Where is my Character?
If you are trying to find a specific character in the
Unicode Standard, the first place to go is the
code charts.
The code charts are organized into blocks, which are groupings of related characters.
For each character defined in Unicode you will find an assigned
code point: a hexadecimal number that is used to represent
that character in computer data.
The very term character is rather
ambiguous, and may be interpreted broadly or narrowly. In this
document, we'll use a very broad sense. For more details, see
UTR #17: Character Encoding Model.
You may not find the character in what you think is
the obvious spot. While the characters in Unicode are grouped into
blocks, this is only a rough grouping because characters can be
categorized many different ways.

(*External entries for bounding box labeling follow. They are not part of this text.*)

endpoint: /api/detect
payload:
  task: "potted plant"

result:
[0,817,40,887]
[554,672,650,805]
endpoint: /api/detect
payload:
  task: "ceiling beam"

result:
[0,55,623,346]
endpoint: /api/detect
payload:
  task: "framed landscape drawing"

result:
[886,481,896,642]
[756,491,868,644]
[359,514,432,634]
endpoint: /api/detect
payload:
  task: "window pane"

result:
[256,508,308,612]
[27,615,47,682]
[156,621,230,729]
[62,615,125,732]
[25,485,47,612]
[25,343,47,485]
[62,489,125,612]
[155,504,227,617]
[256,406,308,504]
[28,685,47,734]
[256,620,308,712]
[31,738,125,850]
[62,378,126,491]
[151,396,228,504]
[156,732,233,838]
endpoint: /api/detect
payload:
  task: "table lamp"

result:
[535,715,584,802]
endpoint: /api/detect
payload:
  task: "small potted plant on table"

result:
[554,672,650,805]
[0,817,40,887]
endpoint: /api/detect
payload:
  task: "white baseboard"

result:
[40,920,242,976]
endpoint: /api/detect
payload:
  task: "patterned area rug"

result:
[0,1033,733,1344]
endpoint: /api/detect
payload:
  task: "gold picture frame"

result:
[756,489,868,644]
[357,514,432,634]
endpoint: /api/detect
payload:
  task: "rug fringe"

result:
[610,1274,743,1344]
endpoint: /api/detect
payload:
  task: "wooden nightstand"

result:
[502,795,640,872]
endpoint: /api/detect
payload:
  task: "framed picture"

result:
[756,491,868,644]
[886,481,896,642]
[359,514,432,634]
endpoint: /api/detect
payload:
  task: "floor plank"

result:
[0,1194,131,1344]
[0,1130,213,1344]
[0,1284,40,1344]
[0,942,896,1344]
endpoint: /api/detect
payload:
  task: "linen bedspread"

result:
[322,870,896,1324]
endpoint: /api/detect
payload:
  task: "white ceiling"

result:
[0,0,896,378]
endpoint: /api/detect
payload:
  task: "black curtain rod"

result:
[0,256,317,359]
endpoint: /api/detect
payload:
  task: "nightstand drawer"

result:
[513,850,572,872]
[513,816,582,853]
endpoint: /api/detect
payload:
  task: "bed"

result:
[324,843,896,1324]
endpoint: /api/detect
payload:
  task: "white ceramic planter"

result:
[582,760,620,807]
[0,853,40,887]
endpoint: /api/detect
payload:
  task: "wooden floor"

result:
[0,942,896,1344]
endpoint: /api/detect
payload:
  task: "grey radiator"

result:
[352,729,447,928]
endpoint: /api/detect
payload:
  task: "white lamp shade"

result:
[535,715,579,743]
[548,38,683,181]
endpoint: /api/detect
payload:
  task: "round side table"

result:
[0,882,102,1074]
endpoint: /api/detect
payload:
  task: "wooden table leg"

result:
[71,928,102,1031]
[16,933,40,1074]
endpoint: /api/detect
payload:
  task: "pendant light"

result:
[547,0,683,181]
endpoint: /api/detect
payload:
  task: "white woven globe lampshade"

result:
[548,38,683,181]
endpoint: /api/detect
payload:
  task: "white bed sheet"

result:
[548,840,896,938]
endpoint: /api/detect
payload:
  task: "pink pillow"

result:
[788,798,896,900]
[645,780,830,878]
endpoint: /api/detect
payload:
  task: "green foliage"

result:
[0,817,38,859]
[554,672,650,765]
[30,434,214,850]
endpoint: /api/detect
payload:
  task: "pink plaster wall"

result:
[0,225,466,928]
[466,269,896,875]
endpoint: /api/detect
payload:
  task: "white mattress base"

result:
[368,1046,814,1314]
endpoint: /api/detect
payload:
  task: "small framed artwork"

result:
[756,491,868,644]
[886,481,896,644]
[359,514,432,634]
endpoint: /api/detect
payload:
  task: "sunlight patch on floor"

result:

In particular, punctuation and
symbols are applicable across a very wide range of usages and
scripts (writing systems). Even the notion of a script itself
is not well-defined; text in a given language may make use of
characters from multiple scripts. For example, the digits 0-9 are in
widespread use; the Devanagari danda is used across many
Indic scripts.
Thus you may need to look in several locations to
find your character. If you are using the book, you
may find the printed character index in the back of the standard
helpful. The same data is available online as a plain text file,
Index. Or you can use the web version of the
Unicode Character Name Index.
You can also do a text search in the online
Unicode names list. For example, suppose you were searching for a
"Japanese kome", the character ※. By opening up the
NamesList.txt in your browser, and
searching for "Japanese kome", you would find it under the entry:
203B REFERENCE MARK
= Japanese kome
= Urdu paragraph separator
x (tibetan ku ru kha bzhi mig can - 0FBF)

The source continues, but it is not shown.